Oodua People’s Congress (OPC) President, Dr. Frederick Fasehun, has kicked against police arraigning Senator Dino Melaye on a hospital stretcher, saying, it represents a gross violation of human rights by the government of President Muhammadu Buhari.
OPC called for the immediate release of the Senator.
The Yoruba socio-cultural group vilified the Inspector-General of Police, Alhaji Ibrahim Idris, over the incident and others that, OPC complained, were contributing to the government’s sordid human rights records.
Fasehun said: “Transporting Senator Melaye on a stretcher from Abuja for arraignment in Lokoja, Kogi State, the IGP is behaving like a Gestapo police chief in Adolf Hitler’s Germany. That action is unacceptable. It is man’s inhumanity against man. The Distinguished Senator’s arraignment in a stretcher is degrading, dehumanising and draconian, and it deserves universal condemnation by all right-thinking persons.”
The Senator reportedly suffered back injuries as he tried to escape tear-gas fumes in a police vehicle transporting him to Lokoja, following which he was admitted in an Abuja hospital, from where police brought him to court on a stretcher in the Federal capital and subsequently to Lokoja, Kogi State.
“Senator Dino Melaye must not die!” Fasehun warned. “Whoever is maltreating him can only hide under the cover of this regime, but that person will surely account for this gross misdeed not only to Nigerians but the international community.”

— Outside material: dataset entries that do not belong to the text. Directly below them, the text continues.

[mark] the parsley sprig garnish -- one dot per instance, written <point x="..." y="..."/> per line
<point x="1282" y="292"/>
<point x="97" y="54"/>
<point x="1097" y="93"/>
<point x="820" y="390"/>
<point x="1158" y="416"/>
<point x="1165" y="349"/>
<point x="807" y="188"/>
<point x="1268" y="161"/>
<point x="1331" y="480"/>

In a press statement issued in Lagos, on Sunday, Fasehun said, it was clear that the police were mishandling and maltreating the Senator as part of an ongoing script designed to silence the opposition.
“They just want to cow everyone into silence. This is one more attempt to stifle the patriotic voices that have tried to hold the PMB regime accountable in the National Assembly, in the Judiciary, in the social and traditional media, in civil society and in opposition political parties.
“It is a throwback to the era of Decree 4 of 1984, when as maximum dictator, General Muhammadu Buhari made it dangerous to exercise your Freedom of Speech.”
He recalled that the IGP similarly displayed this tendency in the Benue killings, where the police chief disobeyed the President’s specific directive to relocate to Makurdi, the capital, to stem the wave of attacks from Fulani herdsmen.
“Dino has been a critical voice and his current travails are reflective of the violent treatment that the Buhari regime reserves for perceived opponents,” Fasehun said, adding, “His maltreatment is a contemptuous and condemnable attempt to intimidate and cow the Legislature as was done to the Judiciary.”
Berating the regime’s human rights violations, Fasehun cited the continuing detention of Sambo Dasuki, Nigeria’s former Chief Security Officer, despite court rulings for his freedom, and the case of Sheikh El-Zakzaky, whose Shiite members have been killed by police during peaceful demonstrations.
OPC said that despite his theatrics outside the chambers and in the social media, Melaye by his contribution to House sessions reflects the best traditions of parliamentary democracy, with his bold, energetic, researched, cerebral and oratorical contributions to plenary.
OPC said, “Senator Melaye certainly does not deserve the inhuman treatment he is suffering at the hands of agents of the government. He should be released on self recognition to take care of his health.”
According to OPC, it was a pity that rather than take advantage of its clear majority in the National Assembly to improve the welfare of Nigerians, the Buhari regime had spent the last three years in needless grandstanding and unfruitful battles with potential partners in progress.